Should a married couple separate, a judge steps in and determines who gets what. But if a couple that’s simply been living together goes their separate ways, there’s nothing to recognize who contributed what.
A Domestic Partnership Agreement can bridge that gap between figuring out how to divide your assets on your own and having some sort of legal backing in the event of a separation.
As for how many people Hawood has seen take that initiative?
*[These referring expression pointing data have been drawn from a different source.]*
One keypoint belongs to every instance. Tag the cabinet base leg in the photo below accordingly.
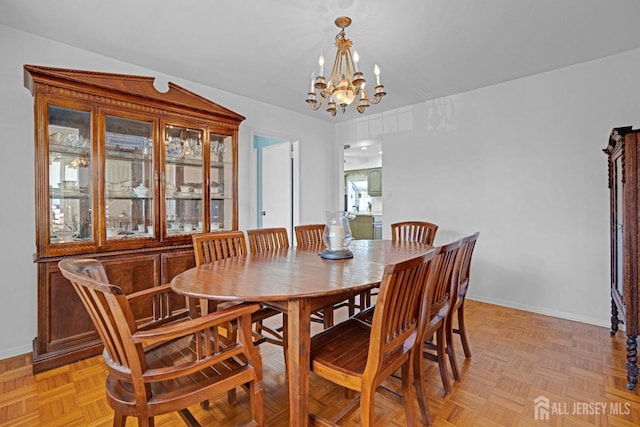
(615, 321)
(632, 362)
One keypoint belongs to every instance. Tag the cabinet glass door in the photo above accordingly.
(70, 161)
(183, 180)
(221, 182)
(129, 178)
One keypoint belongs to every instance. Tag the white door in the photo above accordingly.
(277, 189)
(276, 186)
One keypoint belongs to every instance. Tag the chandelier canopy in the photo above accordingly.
(346, 83)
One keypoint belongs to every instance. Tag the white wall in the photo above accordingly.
(18, 305)
(522, 163)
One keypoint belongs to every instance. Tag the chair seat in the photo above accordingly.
(345, 348)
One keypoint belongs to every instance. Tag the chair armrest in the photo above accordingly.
(190, 326)
(145, 293)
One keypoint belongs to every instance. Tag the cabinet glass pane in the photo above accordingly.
(69, 175)
(221, 179)
(129, 180)
(183, 178)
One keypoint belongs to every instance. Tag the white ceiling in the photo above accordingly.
(266, 50)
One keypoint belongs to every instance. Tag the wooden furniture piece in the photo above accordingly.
(468, 246)
(267, 239)
(210, 247)
(414, 231)
(623, 153)
(361, 356)
(296, 281)
(169, 362)
(309, 234)
(124, 174)
(444, 270)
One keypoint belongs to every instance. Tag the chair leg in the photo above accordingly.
(256, 399)
(442, 361)
(418, 382)
(352, 306)
(145, 422)
(463, 331)
(327, 317)
(408, 396)
(451, 351)
(119, 420)
(367, 398)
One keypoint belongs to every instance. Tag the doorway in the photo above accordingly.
(277, 183)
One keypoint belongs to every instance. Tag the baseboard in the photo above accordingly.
(542, 310)
(15, 351)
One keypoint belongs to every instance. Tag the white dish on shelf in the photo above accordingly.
(183, 194)
(118, 193)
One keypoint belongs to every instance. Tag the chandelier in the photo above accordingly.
(346, 83)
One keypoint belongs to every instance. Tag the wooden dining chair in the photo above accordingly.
(311, 235)
(468, 246)
(360, 356)
(210, 247)
(168, 361)
(267, 239)
(443, 271)
(414, 231)
(263, 240)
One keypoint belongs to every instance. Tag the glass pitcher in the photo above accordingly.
(337, 236)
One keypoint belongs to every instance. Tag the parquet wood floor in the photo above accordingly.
(517, 357)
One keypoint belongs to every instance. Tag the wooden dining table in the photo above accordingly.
(296, 281)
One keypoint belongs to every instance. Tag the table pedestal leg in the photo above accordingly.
(298, 338)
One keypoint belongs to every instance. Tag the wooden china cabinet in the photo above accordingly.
(125, 174)
(623, 153)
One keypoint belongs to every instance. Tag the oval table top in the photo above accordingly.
(295, 272)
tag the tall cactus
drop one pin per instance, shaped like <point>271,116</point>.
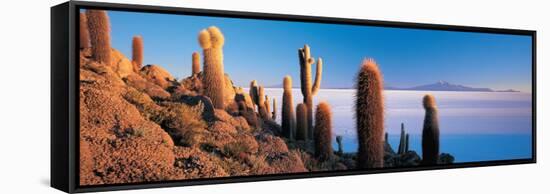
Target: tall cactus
<point>406,149</point>
<point>301,122</point>
<point>309,90</point>
<point>253,92</point>
<point>339,141</point>
<point>288,120</point>
<point>84,34</point>
<point>274,113</point>
<point>369,112</point>
<point>100,35</point>
<point>261,104</point>
<point>137,53</point>
<point>211,41</point>
<point>323,131</point>
<point>195,63</point>
<point>401,148</point>
<point>267,107</point>
<point>430,132</point>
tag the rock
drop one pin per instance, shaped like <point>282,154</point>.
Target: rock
<point>158,75</point>
<point>223,127</point>
<point>121,65</point>
<point>123,146</point>
<point>208,107</point>
<point>272,126</point>
<point>143,85</point>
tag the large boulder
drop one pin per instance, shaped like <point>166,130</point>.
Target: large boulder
<point>158,75</point>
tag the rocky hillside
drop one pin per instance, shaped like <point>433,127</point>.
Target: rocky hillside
<point>146,126</point>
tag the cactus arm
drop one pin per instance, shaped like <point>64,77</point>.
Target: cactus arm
<point>318,77</point>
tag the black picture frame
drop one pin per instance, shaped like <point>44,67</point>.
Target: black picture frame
<point>65,85</point>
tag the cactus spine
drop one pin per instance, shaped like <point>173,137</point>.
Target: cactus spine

None, and when he spoke to a lawyer at a firm in town, she said that while her firm does offer the service, she’s only drawn up one or two Domestic Partnership Agreements in her career and doubts that many couples have even heard about the option.
None of the unmarried couples I spoke to had heard about the agreement, and while they did acknowledge it wouldn’t be a bad idea, none seemed eager to take action, with most citing their ability to be civil and honest in a breakup.
Beyond the headache of who gets what in a breakup, shared financial moves in an unmarried relationship can have major longterm implications in taxes, retirement and death.
For example, while a married couple can gift each other any amount of money without it being a taxable event, non-married couples can’t. Anything contributed over $15,000 should be filed as a gift tax return — which means that there are likely a number of couples unknowingly filing erroneous tax returns.
And further down the road, it’s easy for one partner to be excluded from benefits when it comes to retirement and death.
“There are no such things as ‘surviving girlfriend benefits,'” Haywood said. “I use that as sort of a joke, but there are retirement implications and implications with pension plans that don’t recognize domestic agreements.”
By that standard, there is no protection for a partner or access to assets in the event of a death. And should children be thrown into the mix, while a partner can be named a legal guardian, should both parents pass, the court will choose where the children go.
The child, too, will receive the benefit of the assets a parent has left behind instead of the surviving partner. If they’re over 18? The partner has no access to any of the money.
Though it’s risky, Haywood does acknowledge that combining financial lives without marriage is becoming the norm, but offers 3 key points of advice:
Get to know the other’s financial history and goals.
Knowing a partner’s finances is becoming increasingly rare, with 1 in 5 unable to speak to their partner’s debt, saving habits or salary. In fact, Haywood calls it “almost extinct.”
“I tell people that if you’re going to co-habitate and you want to work together financially, have a shared vision,” he said.
Be very deliberate with what you combine.
Haywood recommends not combining anything that isn’t absolutely essential beyond one joint account for housing expenses and that it’s crucial to understand that when they co-sign, partners are responsible for what the other can’t cover.
Ask the hard questions.
It’s not an easy conversation, but it’s a necessary one.
“If the rate of divorce for married couples is 50%, how many couples are there that break up that were never married?” Haywood asks.
At a minimum, you should discuss your worst case scenario wishes with family.
“If you’re not going to have it on paper, there’s no other mechanism to get support or ensure that things happen the way you want if something were to happen.”
So what’s the bottom line? While Haywood laughed when asked if, financially, it’s better to be married than not, he quickly sobered and made the clear point: “There’s no protection if you’re just dating somebody. Good luck with that.”